Listen to the Dive Briefing; As above the dive briefing is there to let you and the rest of your group know what to expect, what to see and what the safety procedures are of the day. It doesn’t matter how many dives you may have or how much experience you have if you are being guided respect the dive guide and listen carefully to what they are telling you, the information they are giving is important.

 

Under the water:

Don’t touch & don’t take; this is just standard good diving practice these days, however it still occurs everywhere. We are guests in the oceans, the age old saying goes ‘take only photos and leave only bubbles’. This is also important from a safety point of view; there are some of the deadliest creatures in the ocean, going around touching things that you don’t know is a sure fire way of an accident occurring. If you need to balance yourself or steady yourself try to minimize your contact with the reef; a good tip is to waft your hand in front of the area you intend to use and then once you know the area is clear, place the tip of your finger there and that will help you balance.

Jellyfish

Don’t get in the way of other divers; be aware of other divers whether they are a part of your group or another group entirely. Be careful where your fins are and be careful not to knock in to divers in front of you or behind you. Look around and be aware of your settings. If there are photographers in your group be careful not to silt up the area the photographer is trying to capture or chase away the subject of the photograph. Again, if you are a photographer you may want other divers to go in front of you as that way you can spend more time with the subject and focus on your positioning for a little while longer.
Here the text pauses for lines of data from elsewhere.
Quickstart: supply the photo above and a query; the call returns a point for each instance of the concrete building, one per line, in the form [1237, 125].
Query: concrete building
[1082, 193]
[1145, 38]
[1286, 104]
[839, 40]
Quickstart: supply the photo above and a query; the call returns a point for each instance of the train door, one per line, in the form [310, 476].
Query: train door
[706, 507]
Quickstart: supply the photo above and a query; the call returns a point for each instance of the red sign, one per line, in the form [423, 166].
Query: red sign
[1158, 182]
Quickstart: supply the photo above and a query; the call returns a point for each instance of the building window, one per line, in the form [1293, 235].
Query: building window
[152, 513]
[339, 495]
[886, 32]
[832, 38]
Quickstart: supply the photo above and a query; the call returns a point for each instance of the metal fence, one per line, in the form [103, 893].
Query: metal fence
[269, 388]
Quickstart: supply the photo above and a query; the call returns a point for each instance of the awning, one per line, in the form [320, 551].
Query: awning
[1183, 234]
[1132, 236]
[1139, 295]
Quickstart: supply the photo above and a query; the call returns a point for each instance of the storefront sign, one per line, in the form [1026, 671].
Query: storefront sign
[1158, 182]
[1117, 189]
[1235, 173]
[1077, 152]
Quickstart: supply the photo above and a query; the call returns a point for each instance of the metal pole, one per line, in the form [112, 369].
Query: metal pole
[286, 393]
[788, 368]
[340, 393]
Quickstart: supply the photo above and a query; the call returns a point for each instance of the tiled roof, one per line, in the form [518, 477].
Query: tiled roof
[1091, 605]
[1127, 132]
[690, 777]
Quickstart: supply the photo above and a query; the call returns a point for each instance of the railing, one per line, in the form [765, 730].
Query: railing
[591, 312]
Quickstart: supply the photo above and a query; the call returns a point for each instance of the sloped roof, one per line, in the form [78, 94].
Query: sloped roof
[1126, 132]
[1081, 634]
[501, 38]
Don’t go in front of you dive guide; your guide is there to GUIDE you around the dive site so don’t get ahead of them. They can’t look after the group if you are all going off in different directions.

Take turns; don’t always be the one to look at something first, take it in turns.2

Be a good buddy; this is a given, it doesn’t matter which diving agency you trained with each of them has some sort of buddy system in place. Remember that buddy system is in place for a reason, the majority of diving accidents occurred when ‘buddies were separated’.

With these points in mind it is important to remember diving is an exciting sport that everyone should be able to enjoy in a safe and relaxed manner!